# Sample Efficient Hyperspectral Unmixing Design Document
[GitHub Repository](https://github.com/CVC-Lab/SampleEfficientHyperspectralUnmixing)
All floats are `float32` unless otherwise specified.
## To-Do
- Something that will generate a synthetic dataset
- DONE (Could be improved)
- A PyTorch Dataset that takes as input coordinates for a square and returns the average of pixels in that square
- Still needs doing
- dataset.initialize()
- This dataset will be initialized with a hyperspectral image, such as an image from the synthetic dataset
- The image will be of size m x n x p where p >> 1
- The dataset will take as input an index (i,j) where $i \in [0,m)$ and $j \in [0,n)$ are integers and an integer input $w \ge 1$
- The dataset will then output the average of all pixels in the set $(i:i+w-1,j:j+w-1)$
- EXAMPLE:
- dataset.get_HSblock([i,j],width):
- block = HSImage[i:i+width-1,j:j+width-1]
- sum = 0
- for pixel in block:
- sum += pixel
- return sum / (number of pixels in block)
- dataset.get_MATblock
- block = MATImage[i:i+width-1,j:j+width-1]
- sum = 0
- for pixel in block:
- sum += pixel
- return sum / (number of pixels in block)

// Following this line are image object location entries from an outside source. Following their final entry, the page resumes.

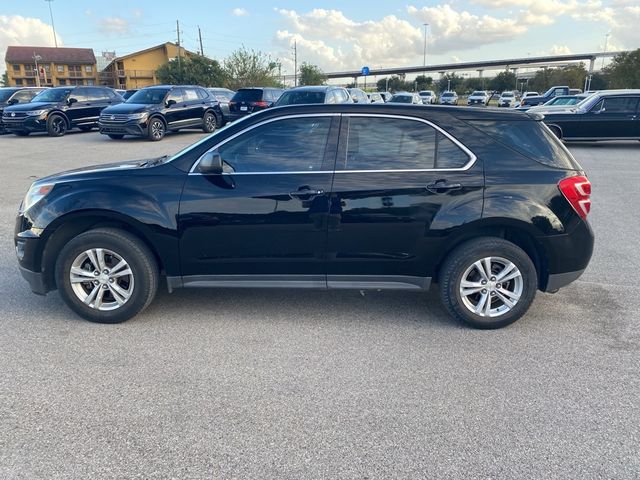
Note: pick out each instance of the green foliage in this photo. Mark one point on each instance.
(624, 70)
(250, 68)
(570, 75)
(195, 70)
(503, 81)
(311, 75)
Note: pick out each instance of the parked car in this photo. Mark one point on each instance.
(479, 97)
(223, 96)
(375, 97)
(14, 95)
(274, 201)
(153, 111)
(249, 100)
(606, 115)
(428, 96)
(507, 99)
(57, 110)
(449, 98)
(357, 95)
(314, 94)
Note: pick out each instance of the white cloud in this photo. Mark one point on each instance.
(114, 25)
(240, 12)
(17, 30)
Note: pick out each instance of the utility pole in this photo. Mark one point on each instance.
(55, 39)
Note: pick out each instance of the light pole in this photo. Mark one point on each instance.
(606, 38)
(55, 39)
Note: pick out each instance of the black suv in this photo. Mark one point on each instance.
(249, 100)
(486, 203)
(14, 95)
(57, 110)
(152, 111)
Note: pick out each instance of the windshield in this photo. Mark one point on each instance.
(148, 96)
(52, 95)
(5, 94)
(298, 98)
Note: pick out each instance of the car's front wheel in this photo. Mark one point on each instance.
(488, 282)
(106, 275)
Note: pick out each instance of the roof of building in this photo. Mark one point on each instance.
(50, 55)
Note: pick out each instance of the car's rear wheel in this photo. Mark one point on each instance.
(209, 122)
(106, 275)
(488, 282)
(56, 126)
(157, 129)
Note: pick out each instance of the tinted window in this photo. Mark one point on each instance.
(531, 139)
(248, 95)
(296, 144)
(408, 145)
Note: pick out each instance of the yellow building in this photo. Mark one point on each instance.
(51, 67)
(138, 69)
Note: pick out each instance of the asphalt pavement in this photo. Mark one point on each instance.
(253, 384)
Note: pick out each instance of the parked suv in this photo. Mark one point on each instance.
(14, 95)
(249, 100)
(488, 204)
(152, 111)
(57, 110)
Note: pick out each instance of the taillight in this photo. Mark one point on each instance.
(577, 191)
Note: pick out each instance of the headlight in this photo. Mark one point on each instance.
(137, 116)
(35, 194)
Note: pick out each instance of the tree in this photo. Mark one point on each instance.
(624, 70)
(250, 68)
(195, 70)
(311, 75)
(503, 81)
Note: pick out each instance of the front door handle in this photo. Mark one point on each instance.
(442, 186)
(306, 193)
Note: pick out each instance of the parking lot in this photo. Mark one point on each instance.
(322, 384)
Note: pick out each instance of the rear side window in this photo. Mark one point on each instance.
(408, 145)
(532, 139)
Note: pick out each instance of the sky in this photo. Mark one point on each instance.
(335, 35)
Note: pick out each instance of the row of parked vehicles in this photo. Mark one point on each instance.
(153, 111)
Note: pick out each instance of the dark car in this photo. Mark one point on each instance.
(606, 115)
(223, 96)
(249, 100)
(152, 111)
(57, 110)
(314, 94)
(486, 203)
(14, 95)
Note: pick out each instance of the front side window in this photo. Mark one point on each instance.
(408, 145)
(288, 145)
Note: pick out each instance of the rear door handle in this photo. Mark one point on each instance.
(306, 193)
(442, 186)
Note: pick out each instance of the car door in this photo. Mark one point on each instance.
(612, 117)
(266, 214)
(393, 203)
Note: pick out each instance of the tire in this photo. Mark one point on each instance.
(465, 262)
(209, 122)
(56, 125)
(157, 129)
(103, 303)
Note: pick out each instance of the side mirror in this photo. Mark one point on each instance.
(211, 163)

- HSImage and MATImage are the outputs of generateDataCube() from the synthetic dataset
- For now we can assume that these widths are squares, but we'll need varying side lenths later
- Endmember extractor
- We can probably use vertex component analysis
- For now, we can probably use the ground truth spectral signatures
- We will also need some sort of compression because VCA will not work with big data
- PCA will probably work for this
- It would be great if we could implement DAEN for this, but lets leave that for later
- The actual machine learner
- Chase will work on this
- For now we can use linear unmixing
- $Y = AW + E$
- $W = A^\dagger Y$
- This will work for now
- Autoencoder and decoder following [DAEN](https://ieeexplore-ieee-org.ezproxy.lib.utexas.edu/document/8628241)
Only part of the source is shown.